Per un ragazzo è tremendo portarsi dentro
un padre sprezzante, che lo ridicolizza o
lo umilia o non crede in lui».
Ma non sbaglia anche il padre che incita
ad avere chissà quali successi?
«È altrettanto pericoloso, mentre il papà accuditivo
vuol bene, stima, fa affidamento sul
figlio. Anche quelli lontani, che hanno delegato
per dedicarsi solo al lavoro, nelle crisi ritornano.
È il dolore che produce questo avvicinamento.
È bellissimo quando si riesce a
far sì che un padre e un figlio facciano un
viaggettino da soli, mitico, leggendario: è un
momento in cui riprendere a parlarsi, il segno
del ritrovamento».
Possibile che per capire si debba aspettare
la crisi?
«Tutti i sintomi, le droghe, i digiuni, i disturbi
alimentari, i comportamenti antisociali
sono tentativi degli adolescenti di risolvere
il loro dolore e di comunicarlo. Il nostro compito
è proprio quello di recapitare il significato
della condotta trasformata in appello, invito,
richiesta, ma sono ottimista perché vedo
cambiamenti importanti, vedo che il dolore
dei figli e dei genitori spinge a esaudire queste
richieste di presenza, non “dandogliela
vinta”, ma anzi offrendo tanta relazione e vicinanza
piuttosto che tanti regali».
Talvolta non è proprio lo spauracchio di
comportamenti e scelte estreme che porta a
darla vinta ai figli?
«Non c’è dubbio che la quantità di dolore a
scopo educativo che i genitori pensano di poter
somministrare ai figli èmolto bassa. Cercano
di tenere basso il livello del conflitto per
paura che si interrompano i canali di comunicazione
e che i ragazzi possano estrinsecare la
loro frustrazione con reazioni inconsulte, per
esempio drogarsi, scappare di casa, sparire».
Papà e mamma hanno troppa paura del
dolore del figlio?
«Per questo evitano castighi e conflitti,
una situazione da cui nasce la fantasia che ci
sia un’arrendevolezza nei confronti dei ragazzi.
Ma non è che i genitori si arrendano,
che sarebbe lo sbaglio più grande. È che non
sanno bene come fare rispetto alla precocità
sociale, all’intensità della vita di gruppo, alla
funzione che svolge la coppia amorosa
nell’adolescenza. Non sanno bene come regolarsi
rispetto ai competitori, la sottocultura
dei mass media, il narcotraffico, che sono
tutte potenze dalla capacità di penetrazione
enorme».
Ma chi potrebbe dargli torto visti i modelli
di comportamento che offre la sottoculturaspazzatura?

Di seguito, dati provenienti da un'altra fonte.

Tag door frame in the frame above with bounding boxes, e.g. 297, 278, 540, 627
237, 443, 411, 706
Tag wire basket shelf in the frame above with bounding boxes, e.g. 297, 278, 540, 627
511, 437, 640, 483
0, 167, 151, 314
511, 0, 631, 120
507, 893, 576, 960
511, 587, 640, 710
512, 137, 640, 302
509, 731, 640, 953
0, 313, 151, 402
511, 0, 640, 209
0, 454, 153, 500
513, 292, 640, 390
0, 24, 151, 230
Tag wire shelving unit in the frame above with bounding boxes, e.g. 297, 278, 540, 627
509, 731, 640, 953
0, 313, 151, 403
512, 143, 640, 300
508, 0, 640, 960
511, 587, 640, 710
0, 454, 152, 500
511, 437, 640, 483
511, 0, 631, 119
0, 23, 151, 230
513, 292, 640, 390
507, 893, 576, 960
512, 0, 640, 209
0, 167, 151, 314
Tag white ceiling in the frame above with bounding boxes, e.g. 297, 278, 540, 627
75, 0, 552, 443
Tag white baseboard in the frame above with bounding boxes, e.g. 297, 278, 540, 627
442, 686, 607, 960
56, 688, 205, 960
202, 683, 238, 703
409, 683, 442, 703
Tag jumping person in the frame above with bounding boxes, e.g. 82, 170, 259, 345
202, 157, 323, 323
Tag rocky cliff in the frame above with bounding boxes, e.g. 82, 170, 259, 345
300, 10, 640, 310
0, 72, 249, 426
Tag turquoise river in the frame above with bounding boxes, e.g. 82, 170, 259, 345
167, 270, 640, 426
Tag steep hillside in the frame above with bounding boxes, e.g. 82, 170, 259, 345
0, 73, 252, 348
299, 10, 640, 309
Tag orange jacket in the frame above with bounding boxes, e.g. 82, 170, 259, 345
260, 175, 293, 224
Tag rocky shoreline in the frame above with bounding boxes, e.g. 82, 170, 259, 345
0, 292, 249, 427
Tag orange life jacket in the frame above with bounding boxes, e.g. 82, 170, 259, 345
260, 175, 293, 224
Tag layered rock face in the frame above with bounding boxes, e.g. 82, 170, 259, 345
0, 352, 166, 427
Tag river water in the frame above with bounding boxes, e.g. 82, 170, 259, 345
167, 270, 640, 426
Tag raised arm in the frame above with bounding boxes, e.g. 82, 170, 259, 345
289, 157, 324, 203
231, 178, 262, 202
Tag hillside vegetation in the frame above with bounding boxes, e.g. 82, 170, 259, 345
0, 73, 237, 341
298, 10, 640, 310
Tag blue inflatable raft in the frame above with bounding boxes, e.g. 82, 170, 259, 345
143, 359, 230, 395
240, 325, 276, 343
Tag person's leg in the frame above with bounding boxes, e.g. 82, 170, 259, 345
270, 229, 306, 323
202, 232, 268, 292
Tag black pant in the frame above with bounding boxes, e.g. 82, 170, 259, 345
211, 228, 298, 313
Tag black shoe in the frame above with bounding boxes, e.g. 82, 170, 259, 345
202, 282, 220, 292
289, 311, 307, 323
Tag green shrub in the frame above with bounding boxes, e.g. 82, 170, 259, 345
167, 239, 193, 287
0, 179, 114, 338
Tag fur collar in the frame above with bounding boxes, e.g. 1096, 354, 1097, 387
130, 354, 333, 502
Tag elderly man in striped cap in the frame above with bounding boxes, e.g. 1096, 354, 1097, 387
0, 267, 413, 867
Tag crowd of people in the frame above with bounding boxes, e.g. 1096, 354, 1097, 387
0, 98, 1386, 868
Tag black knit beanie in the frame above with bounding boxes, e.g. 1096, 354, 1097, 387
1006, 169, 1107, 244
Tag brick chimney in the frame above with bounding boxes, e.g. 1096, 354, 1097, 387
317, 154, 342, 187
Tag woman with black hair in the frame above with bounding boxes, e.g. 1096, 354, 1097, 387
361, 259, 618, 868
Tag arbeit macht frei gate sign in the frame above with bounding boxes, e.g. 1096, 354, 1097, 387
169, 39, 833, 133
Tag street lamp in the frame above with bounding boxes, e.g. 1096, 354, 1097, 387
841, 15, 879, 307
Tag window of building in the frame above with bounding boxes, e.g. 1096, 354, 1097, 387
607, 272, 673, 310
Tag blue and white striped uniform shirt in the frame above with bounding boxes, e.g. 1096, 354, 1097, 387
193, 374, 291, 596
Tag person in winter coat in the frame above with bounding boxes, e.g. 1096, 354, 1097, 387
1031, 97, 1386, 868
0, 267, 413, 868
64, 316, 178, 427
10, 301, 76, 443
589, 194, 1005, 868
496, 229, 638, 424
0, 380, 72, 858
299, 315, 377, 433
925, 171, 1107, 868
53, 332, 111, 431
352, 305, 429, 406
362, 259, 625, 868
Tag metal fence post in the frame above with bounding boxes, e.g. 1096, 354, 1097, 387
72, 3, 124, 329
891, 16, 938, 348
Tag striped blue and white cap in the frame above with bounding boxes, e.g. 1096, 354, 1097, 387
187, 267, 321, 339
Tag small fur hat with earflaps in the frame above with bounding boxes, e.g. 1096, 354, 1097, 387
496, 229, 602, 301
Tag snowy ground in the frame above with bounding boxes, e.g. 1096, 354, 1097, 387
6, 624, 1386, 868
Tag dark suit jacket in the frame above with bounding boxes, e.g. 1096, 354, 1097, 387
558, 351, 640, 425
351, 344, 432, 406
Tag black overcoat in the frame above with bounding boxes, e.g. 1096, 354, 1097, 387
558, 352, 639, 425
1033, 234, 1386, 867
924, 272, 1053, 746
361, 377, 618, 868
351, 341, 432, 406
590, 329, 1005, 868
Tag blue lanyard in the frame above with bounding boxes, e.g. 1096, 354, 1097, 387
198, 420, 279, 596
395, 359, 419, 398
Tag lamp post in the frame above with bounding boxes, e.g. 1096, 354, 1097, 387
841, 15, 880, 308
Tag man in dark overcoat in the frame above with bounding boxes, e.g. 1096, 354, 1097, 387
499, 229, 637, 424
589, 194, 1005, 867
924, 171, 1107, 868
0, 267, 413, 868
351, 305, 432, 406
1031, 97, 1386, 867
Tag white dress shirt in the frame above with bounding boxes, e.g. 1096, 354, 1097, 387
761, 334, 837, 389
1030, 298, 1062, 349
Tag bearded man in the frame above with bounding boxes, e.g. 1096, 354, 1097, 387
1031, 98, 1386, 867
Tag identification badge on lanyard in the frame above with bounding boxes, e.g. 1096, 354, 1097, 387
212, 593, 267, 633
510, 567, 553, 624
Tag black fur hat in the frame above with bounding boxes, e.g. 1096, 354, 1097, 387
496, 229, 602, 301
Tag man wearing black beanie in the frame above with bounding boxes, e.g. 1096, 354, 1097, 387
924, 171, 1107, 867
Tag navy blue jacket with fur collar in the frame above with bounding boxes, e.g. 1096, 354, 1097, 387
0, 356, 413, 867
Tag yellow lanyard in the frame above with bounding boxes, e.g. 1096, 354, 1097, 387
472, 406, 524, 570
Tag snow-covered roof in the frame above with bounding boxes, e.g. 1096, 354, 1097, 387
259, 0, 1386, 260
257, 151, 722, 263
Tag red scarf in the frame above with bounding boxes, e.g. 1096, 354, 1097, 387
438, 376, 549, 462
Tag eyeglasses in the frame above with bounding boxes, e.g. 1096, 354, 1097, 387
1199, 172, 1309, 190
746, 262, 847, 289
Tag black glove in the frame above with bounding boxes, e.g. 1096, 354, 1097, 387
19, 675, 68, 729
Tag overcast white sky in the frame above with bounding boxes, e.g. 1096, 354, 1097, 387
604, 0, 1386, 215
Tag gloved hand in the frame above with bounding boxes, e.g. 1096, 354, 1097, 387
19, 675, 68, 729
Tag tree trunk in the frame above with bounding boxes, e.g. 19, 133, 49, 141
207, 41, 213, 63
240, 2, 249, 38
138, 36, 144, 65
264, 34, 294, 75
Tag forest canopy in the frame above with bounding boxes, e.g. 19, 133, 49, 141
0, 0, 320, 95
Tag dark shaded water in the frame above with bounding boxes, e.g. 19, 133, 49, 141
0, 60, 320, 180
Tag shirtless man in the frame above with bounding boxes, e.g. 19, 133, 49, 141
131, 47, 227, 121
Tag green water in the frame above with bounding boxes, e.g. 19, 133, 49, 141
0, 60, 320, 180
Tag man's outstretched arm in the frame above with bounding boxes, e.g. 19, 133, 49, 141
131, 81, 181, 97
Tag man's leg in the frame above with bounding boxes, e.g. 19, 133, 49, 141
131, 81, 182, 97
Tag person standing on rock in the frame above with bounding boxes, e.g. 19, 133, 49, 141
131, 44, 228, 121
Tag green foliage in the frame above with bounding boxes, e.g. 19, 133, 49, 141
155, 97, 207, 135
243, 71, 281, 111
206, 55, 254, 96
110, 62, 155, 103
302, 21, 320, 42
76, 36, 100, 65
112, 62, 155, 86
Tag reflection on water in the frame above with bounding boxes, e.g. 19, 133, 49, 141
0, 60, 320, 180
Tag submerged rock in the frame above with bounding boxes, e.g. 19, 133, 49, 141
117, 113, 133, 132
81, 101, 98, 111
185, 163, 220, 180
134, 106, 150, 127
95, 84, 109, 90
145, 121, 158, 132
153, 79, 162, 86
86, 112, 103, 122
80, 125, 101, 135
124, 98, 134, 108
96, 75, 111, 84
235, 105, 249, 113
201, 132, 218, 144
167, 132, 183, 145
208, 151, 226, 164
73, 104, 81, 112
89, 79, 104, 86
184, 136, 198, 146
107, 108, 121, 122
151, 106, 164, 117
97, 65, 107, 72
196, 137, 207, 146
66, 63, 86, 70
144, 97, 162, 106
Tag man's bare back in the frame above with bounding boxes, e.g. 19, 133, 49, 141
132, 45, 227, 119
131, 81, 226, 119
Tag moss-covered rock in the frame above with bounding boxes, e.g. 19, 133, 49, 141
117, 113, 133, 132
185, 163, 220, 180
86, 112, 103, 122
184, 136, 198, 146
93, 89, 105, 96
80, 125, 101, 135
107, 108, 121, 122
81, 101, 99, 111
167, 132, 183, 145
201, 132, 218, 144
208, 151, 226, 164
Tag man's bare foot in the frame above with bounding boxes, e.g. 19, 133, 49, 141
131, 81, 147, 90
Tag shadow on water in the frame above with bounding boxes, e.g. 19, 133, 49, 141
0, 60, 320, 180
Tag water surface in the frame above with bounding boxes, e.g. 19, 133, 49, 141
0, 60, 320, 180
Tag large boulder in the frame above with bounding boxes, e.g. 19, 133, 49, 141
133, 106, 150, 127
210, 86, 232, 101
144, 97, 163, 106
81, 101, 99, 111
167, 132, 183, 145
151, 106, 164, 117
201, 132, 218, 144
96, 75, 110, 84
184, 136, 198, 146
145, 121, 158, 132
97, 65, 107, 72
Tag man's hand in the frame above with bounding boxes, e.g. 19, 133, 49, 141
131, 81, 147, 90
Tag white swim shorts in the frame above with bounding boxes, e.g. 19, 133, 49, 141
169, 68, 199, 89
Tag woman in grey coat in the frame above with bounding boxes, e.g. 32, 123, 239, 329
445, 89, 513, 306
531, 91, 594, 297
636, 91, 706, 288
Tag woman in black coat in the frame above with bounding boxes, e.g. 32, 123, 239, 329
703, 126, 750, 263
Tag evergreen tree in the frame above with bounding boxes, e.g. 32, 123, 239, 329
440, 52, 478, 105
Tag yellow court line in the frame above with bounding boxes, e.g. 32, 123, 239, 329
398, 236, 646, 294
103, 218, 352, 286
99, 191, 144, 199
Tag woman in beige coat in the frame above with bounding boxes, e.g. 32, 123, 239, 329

«La verità è che fino a quando la famiglia
può svolgere il suo compito i bambini sono
bellissimi, socievoli, creativi. È dopo che cominciano
i guai perché irrompono modelli
molto persuasivi di fronte alle domande degli
adolescenti desiderosi di capire come si fa
a diventare belli, famosi, molto ma molto visibili.
La sottocultura glielo insegna: dice che
basta imparare la canzoncina, il balletto, essere
magri, sexy... I modelli della pubblicità
e dei consumi non hanno niente a che fare
con la famiglia. Assistiamo a un peggioramento
gravissimo della società».
Di fronte a cui lei rimane ottimista?
«Sì, perché vedo che gli adulti mettono i ragazzi
“in prima serata”, in senso negativo,
ma anche positivo, come è stato decenni fa
per i bambini, quando si è cominciato a studiare
e approfondire i loro bisogni e necessità
favorendo quella cultura attenta che
ha cambiato tante cose. Nello stesso
modo stiamo costruendo una cultura
dell’adolescenza che darà i suoi
frutti nonostante i nemici potenti,
spacciatori di ogni genere di male».